Prince George's Community College [PGCC] will be the recipient of a multi-million dollar cybersecurity grant that will likely benefit students far beyond the county's border.
That's because the $5 million grant will continue the work of the National CyberWatch Center, based at PGCC, which is seeking ways to train workers in the emerging cybersecurity field and raise awareness about the need for a qualified workforce.
Casey O'Brien, director of the center, said there's a "huge shortage" of qualified personnel in the cybersecurity field on a national level.
The $5 million funding from the National Science Foundation [NSF] will extend for the next four years the work of the center, which received its first NSF grant in 2005. PGCC is the lead institution for the center, a collaboration of 95 colleges and universities in 29 states and Washington, D.C. The mission of the center is to advance cybersecurity education by leading joint efforts to strengthen the national cybersecurity workforce.
O'Brien said the shortage of experienced workers in the region of Northern Virginia, Baltimore and Washington, D.C. is particularly acute due to the security clearance required for many of the positions.
"That narrows the talent pool," said O'Brien.
While solid numbers are difficult to come by, O'Brien said he's heard the range of 30,000 to 60,000 qualified workers needed discussed.
With cybersecurity being such an emerging field, there's a multitude of areas that require study, development and promotion such as curriculum and instructors, job titles and descriptions, tracks to get young people into the pipeline that will lead to training and qualification.
O'Brien said that similar to the aviation industry not all jobs in cybersecurity require four-year degrees.
"Not everyone is a pilot," he said.
And O'Brien added that community colleges – with their emphasis on workforce development – are ideal vehicles to advance cybersecurity education.
"The award is a testament to the hard work and accomplishments of the CyberWatch team at Prince George's Community College," said Charlene M. Dukes, president of PGCC. "The grant extends the CyberWatch Center's scope and prominence and serves as validation of the great work already done."
O'Brien said cybersecurity involves safeguarding "information assets wherever they are stored" and the field touches on technology, policy, intellectual property, software, hardware and networking.
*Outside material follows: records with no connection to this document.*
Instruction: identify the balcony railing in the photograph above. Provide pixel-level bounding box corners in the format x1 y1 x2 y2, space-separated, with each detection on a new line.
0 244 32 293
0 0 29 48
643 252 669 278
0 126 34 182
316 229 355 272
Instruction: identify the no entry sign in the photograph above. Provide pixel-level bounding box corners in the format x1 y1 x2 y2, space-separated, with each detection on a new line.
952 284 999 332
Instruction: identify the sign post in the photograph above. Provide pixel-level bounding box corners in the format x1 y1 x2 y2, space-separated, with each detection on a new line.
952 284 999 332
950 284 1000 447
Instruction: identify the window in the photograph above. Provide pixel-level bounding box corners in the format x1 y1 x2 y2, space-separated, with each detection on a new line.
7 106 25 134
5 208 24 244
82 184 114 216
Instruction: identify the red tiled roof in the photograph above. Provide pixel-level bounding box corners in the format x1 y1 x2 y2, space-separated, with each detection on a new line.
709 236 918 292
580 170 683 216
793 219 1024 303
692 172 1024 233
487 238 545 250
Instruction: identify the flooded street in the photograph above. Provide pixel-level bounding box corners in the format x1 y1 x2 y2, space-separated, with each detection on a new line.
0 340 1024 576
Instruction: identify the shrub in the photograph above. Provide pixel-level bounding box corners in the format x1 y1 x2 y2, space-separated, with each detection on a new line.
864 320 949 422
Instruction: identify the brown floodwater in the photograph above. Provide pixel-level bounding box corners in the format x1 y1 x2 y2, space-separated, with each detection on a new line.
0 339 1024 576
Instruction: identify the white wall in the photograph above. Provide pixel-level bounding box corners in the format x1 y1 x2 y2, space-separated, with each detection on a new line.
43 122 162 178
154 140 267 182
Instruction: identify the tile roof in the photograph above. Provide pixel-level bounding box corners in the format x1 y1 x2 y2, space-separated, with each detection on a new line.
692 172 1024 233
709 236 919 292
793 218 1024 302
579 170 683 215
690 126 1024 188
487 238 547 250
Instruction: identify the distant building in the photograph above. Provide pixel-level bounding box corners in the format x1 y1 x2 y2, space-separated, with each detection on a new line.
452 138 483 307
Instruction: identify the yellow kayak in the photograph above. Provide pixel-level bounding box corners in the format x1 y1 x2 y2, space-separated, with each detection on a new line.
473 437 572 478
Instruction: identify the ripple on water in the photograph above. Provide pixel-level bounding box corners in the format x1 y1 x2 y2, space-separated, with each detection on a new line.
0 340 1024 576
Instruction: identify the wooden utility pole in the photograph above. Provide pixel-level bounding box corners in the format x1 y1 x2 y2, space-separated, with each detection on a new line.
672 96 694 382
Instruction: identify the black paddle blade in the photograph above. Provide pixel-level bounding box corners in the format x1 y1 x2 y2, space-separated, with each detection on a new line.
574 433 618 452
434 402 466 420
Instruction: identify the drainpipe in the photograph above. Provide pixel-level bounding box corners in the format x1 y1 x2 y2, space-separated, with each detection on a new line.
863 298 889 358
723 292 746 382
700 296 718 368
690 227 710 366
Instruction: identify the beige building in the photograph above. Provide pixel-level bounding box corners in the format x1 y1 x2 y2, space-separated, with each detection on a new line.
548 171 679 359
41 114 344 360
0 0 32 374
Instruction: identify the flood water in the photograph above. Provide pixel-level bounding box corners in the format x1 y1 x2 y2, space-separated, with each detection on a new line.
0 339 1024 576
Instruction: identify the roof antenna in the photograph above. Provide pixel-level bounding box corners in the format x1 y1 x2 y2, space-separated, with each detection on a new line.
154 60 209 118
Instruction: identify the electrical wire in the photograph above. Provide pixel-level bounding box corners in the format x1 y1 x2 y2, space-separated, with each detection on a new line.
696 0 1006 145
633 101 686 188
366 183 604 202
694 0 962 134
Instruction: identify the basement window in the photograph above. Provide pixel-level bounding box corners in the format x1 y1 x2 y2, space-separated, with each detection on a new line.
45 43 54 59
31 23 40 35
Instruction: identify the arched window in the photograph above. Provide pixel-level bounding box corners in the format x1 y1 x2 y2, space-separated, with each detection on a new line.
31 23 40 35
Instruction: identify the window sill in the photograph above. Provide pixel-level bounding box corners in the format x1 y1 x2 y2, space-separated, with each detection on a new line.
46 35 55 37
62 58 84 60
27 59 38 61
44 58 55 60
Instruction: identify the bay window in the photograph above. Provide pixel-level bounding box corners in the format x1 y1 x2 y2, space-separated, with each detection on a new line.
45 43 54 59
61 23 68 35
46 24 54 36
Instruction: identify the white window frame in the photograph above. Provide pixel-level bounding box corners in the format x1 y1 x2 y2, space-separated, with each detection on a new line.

With more and more devices such as tablets, mobile phones, home appliances and security systems being inter-connected it's going to be critical that knowledgeable people understand the associated risks and ways to protect privacy and intellectual property, he said.
The center is also looking for ways to integrate cybersecurity topics into the existing school curriculum such as in math, psychology and business classes. The center also wants to evaluate successful cybersecurity education and awareness programs already in existence throughout the country to determine if they can be replicated elsewhere.
O'Brien said one good example of this is a Los Angeles high school that has held cybersecurity competitions and is reaching underserved populations. He said that program could be a model for a pilot in another part of the country.
Asked if $5 million will adequately address this national initiative, O'Brien said, "while it's a sizeable chunk of money, it really goes fast."